Michele Bachmann virtually sprinted through the newsroom and talked at an equally rapid clip. She unapologetically reeled off a litany of tea party ideals, including abolishing Great Society programs, shrinking government and eliminating the entire federal tax code (though she wants even poor people to pay taxes). Overall impression: An impressive fireball who can absorb and regurgitate tons of information, even if some of it turns out to be inaccurate.

Gingrich was in his kinder if not gentler mode and made the case that he’s best equipped to cure what ails America. He says he’s the only candidate with ideas and the ability to execute them. Despite his divisive reputation, he said he’s changed and could bridge the partisan divide. Overall impression: Between the books he’s read and the books he’s written, Gingrich juggles endless ideas, but he has yet to make the case he could focus his attention on the important ones.

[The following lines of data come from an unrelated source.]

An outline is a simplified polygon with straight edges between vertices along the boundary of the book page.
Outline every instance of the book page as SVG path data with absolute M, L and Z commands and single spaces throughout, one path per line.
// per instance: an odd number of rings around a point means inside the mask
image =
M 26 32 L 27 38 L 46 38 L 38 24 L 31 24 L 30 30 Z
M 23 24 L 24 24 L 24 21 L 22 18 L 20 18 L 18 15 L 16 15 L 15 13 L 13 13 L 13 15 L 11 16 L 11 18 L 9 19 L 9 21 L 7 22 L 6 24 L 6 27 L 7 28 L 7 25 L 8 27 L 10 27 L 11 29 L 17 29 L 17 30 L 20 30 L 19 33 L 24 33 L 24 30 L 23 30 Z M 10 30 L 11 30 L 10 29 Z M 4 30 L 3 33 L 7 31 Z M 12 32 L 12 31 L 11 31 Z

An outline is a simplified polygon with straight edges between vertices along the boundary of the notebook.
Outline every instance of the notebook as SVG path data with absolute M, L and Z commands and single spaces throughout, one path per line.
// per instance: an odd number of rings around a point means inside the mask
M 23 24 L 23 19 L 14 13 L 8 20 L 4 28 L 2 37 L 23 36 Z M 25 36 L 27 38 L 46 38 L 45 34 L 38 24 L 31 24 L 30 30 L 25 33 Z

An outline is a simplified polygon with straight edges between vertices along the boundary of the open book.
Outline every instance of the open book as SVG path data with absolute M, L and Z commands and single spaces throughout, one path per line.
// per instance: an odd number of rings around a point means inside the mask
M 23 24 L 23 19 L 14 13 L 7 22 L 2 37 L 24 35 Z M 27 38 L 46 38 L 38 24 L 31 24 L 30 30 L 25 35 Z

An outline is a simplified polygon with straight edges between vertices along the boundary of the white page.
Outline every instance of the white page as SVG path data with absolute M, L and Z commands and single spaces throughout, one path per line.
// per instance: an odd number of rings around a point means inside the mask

Ron Paul was on a libertarian streak that made clear his devotion to a strict reading of the Constitution. He would eliminate any laws not explicitly authorized in that document, along with the Federal Reserve and five Cabinet departments (all of which he can name). He insists these principles he’s held for 30 years make him the only true Republican. Overall impression: A well-schooled contrarian who shouldn’t be written off as a nut, even if some of his ideas are nutty.

Rick Perry did not wear cowboy boots, but his Texas drawl was distinct. Some of his points in were not, though, and his answers often rambled. He would administer the Texas tonic he’s administered there and replicate his state’s economic success nationally. He would make Congress part time, and he’d end what he sees a war on religion by judges and the current president. Overall impression: After some debate stumbles, he asks voters to take a second look, but it may take more than that.

Rick Santorum was most passionate about preserving marriage against attacks from gay couples. He also became animated about needing to sacrifice a few moose and drill for oil in Alaska. Beyond establishing moral values, he believes the government should mostly get out of the way and let Americans fend for themselves and free enterprise will flourish. Overall impression: He’d use the presidential bully pulpit to be the nation’s minister-in-chief.